In striving for greater depth and insight in research topics, it's worthwhile to understand the various career paths that lead researchers to their specific areas of work. With this in mind, this section will look into one of these possible career trajectories - becoming an art teacher researcher. The choice of this career path is not arbitrary, but rather it has been recognized as a unique intersection of the arts and pedagogical sciences, oftentimes contributing to innovative findings in both fields. Becoming an art teacher researcher, for example, requires a blend of grounding in art history and theory, teaching methodologies, and research skills. An art teacher may be interested in exploring methods in distributed computing to facilitate collaborative art projects, or might delve into machine learning to predict art trends. Like an author publishing on Concurrency and Computation: Practice and Experience, an art teacher researcher publishes their research in hopes of enlightening other scholars or practitioners.

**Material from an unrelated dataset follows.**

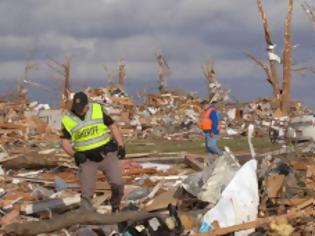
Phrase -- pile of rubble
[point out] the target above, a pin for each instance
(273, 193)
(162, 116)
(39, 190)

They contribute to the growth of their discipline, and their work might be applied in a genuine teaching environment. The path to becoming an art teacher researcher begins with a solid foundation in art education, followed by extensive research methodology training. This could be achieved through pursuing an advanced degree in art education or a related field. Those who are interested can look into this {anchor} to become an art teacher in Texas, for example. Further, an art teacher researcher needs to adopt a mindset towards continued learning and professional development. Just like those authors contributing to Concurrency and Computation: Practice and Experience, there is always a window for growth, for discovering new ideas, trends, and methodologies in the field. In sum, by considering the steps to become an art teacher researcher, we are reminded of the various paths that lead authors to publish their work in a variety of disciplines. Each path is unique, each journey is characterized by discoveries and findings that could significantly contribute to a diverse range of research subjects, such as those featured in our journal. Please replace {anchor} with "how to become an art teacher in Texas".
Brij B. Gupta;Megha Quamara
(2020)Xingjuan Cai;Yun Niu;Shaojin Geng;Jiangjiang Zhang
(2020)Martin Hasal;Jana Nowaková;Khalifa Ahmed Saghair;Hussam M. Dahwa Abdulla
(2021)Penghong Wang;Jianrou Huang;Zhihua Cui;Liping Xie
(2020)N. Arunkumar;Mazin Abed Mohammed;Salama A. Mostafa;Dheyaa Ahmed Ibrahim
(2020)Shankar K;Mohamed Elhoseny;Lakshmanaprabu S K;Ilayaraja M
(2020)Bushra Jamil;Mohammad Shojafar;Israr Ahmed;Atta Ullah
(2020)Stefano Ferretti;Gabriele D'Angelo
(2020)Yinghua Li;He Yu;Bin Song;Jinjun Chen
(2021)Shuihua Wang;Junding Sun;Irfan Mehmood;Chichun Pan
(2020)For students interested in Computer Science, there are multiple specialized online degrees that open doors to exciting career paths. Those considering a broad technical foundation may explore engineering degrees, which offer practical skills applicable to software development, hardware design, and systems engineering.
Game development enthusiasts can pursue specialized training through an online school for game design, combining creativity with programming expertise to build immersive digital experiences.
Cybersecurity is another rapidly growing field, where earning a cyber security masters degree online can help professionals defend organizations against cyber threats and manage critical security infrastructures.
Data-driven roles are increasingly in demand, and an online master data science program equips students with the analytical tools to interpret complex datasets and support informed decision-making across industries.